As with many efforts to understand how crowds behave in urban environments, how they are affected, for instance, by bottlenecked entrances, dueling streams of pedestrian traffic and “turbulence” in shoulder-to-shoulder mobs, this new model of crowd dynamics will help urban planners develop safer and more flock-friendly public spaces.

Not quite related but somehow we're compelled to twin it with the above is the CyberWalk.

CyberWalk


Developed by a consortium of several European research labs headquartered at the Max Planck Institute for Biological Cybernetics, it's “an omni-directional treadmill, which together with markerless tracking, optimized control and several perceptual tricks enables humans to walk through Virtual Worlds in a natural and unconstrained fashion.” It's the largest such platform in the world, we are told.

You can see it, or rather the virtual explorer, in action here.

CyberWalk


For a much larger treadmill, cover the ribbon belts with turf, plant a few trees and some shrubs, screw in some decorative boulders and glue in a water feature.

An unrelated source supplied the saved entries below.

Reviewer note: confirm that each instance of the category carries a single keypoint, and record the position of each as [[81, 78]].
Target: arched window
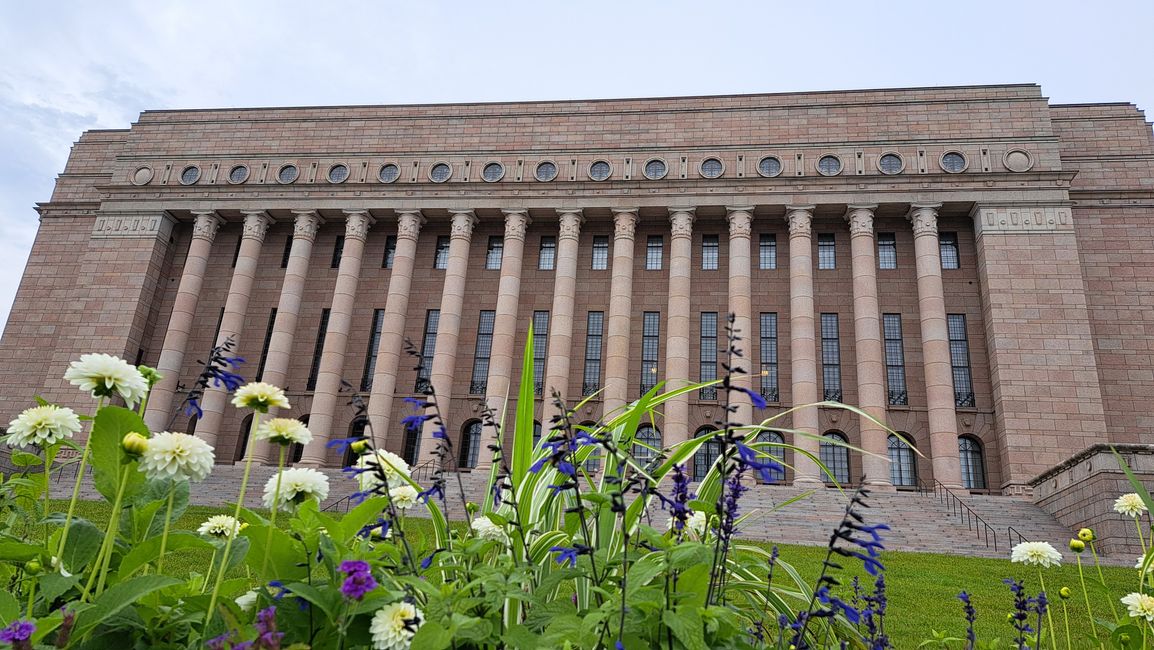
[[246, 425], [973, 464], [706, 455], [647, 435], [834, 456], [903, 465], [470, 443]]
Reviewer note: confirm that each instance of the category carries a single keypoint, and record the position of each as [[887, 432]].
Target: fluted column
[[561, 321], [180, 322], [677, 325], [392, 326], [284, 329], [802, 344], [871, 385], [452, 298], [504, 322], [235, 306], [336, 337], [741, 306], [621, 296], [943, 418]]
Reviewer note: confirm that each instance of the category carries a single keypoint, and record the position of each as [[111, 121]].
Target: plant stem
[[240, 501]]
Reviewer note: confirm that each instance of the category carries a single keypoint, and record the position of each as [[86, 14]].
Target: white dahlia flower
[[220, 525], [177, 456], [260, 396], [1036, 554], [297, 486], [43, 426], [105, 375], [1130, 505], [394, 626], [284, 431]]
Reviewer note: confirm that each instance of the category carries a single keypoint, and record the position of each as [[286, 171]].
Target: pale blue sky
[[70, 66]]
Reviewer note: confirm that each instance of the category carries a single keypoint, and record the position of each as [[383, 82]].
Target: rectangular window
[[264, 348], [287, 252], [390, 251], [826, 252], [831, 358], [493, 253], [770, 390], [540, 349], [428, 349], [600, 252], [374, 345], [315, 368], [959, 360], [591, 380], [651, 346], [481, 353], [709, 356], [886, 251], [767, 252], [948, 247], [548, 258], [654, 253], [441, 258], [894, 360], [710, 252]]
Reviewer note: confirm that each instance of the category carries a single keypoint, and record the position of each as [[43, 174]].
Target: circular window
[[829, 165], [287, 174], [711, 167], [891, 164], [440, 172], [953, 162], [190, 174], [239, 173], [493, 172], [389, 172], [546, 171], [142, 176], [769, 166], [1018, 161], [338, 173], [600, 170], [656, 169]]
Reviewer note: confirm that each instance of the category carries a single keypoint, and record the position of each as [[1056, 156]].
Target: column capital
[[357, 224], [463, 222], [516, 223], [207, 225], [924, 218], [256, 224], [861, 218]]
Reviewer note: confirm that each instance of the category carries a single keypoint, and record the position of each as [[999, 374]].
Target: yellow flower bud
[[134, 443]]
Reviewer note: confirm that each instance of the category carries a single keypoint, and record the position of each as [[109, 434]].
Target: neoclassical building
[[971, 266]]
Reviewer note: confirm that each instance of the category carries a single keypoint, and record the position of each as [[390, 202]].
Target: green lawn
[[922, 588]]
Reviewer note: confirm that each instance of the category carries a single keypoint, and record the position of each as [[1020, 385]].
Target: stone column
[[871, 383], [504, 325], [802, 344], [676, 342], [336, 338], [561, 322], [180, 322], [235, 306], [284, 329], [943, 418], [392, 326], [741, 305], [452, 298], [621, 307]]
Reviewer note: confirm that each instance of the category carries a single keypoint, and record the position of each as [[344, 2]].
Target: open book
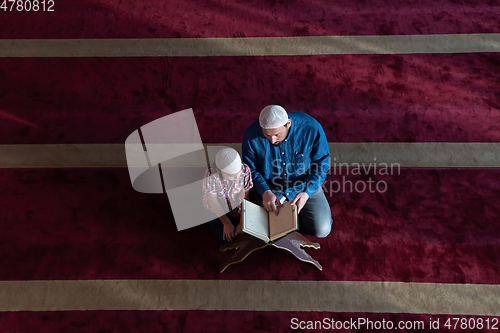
[[266, 225]]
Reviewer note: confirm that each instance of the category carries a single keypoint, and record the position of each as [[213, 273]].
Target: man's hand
[[300, 200], [228, 233], [239, 229], [269, 200]]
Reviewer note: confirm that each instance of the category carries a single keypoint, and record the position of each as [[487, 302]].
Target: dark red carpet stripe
[[429, 226], [236, 321], [258, 18], [357, 98]]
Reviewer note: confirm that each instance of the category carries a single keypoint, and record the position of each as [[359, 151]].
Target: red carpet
[[258, 18], [430, 226], [213, 321], [357, 98]]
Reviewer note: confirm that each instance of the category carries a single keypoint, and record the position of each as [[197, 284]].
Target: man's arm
[[269, 199], [320, 163], [250, 158]]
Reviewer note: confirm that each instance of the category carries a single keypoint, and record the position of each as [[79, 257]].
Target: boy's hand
[[270, 200], [228, 233]]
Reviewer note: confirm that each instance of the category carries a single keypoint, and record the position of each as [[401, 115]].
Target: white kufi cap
[[273, 116], [228, 160]]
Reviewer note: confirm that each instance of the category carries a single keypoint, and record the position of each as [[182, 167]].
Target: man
[[289, 158]]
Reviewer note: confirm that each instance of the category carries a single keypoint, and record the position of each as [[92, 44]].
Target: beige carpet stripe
[[332, 296], [250, 46], [423, 154]]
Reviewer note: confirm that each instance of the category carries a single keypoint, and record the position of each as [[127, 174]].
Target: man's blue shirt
[[299, 164]]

Introduce some fauna as well. Then turn on the machine, go for a stroll, and watch as this deterrestrialized earth rotationally reconfigures itself into myriad combinatorial landscapes.

Josh Keyes



Pedestrian Laboratory
4 COMMENTS —
  • burnsbabe
  • May 1, 2010 at 4:25:00 PM CDT
  • I'm surprised that you guys seem to think this sort of work is new. It's true that it may not be the most exciting part of studying urban environments and I don't deny that some of what is covered here is novel. But William Whyte did tons of studies on how people behave in urban open spaces all the way back in the 1970s. http://www.amazon.com/Social-Life-Small-Urban-Spaces/dp/097063241X


  • Alexander Trevi
  • May 1, 2010 at 4:55:00 PM CDT
  • William Whyte is not unknown to us, and hasn't been for quite, quite sometime.


  • Anonymous
  • May 20, 2010 at 10:07:00 AM CDT
  • "...and watch as this deterrestrialized earth rotationally reconfigures itself into myriad combinatorial landscapes."

    Really? This reads like a parody of earnest, insular academia.

    Also, what happens to that poor deer after the conveyor belt sends it plummeting?


  • Alexander Trevi
  • May 20, 2010 at 10:44:00 AM CDT
  • Each belt emits its own gravitational field.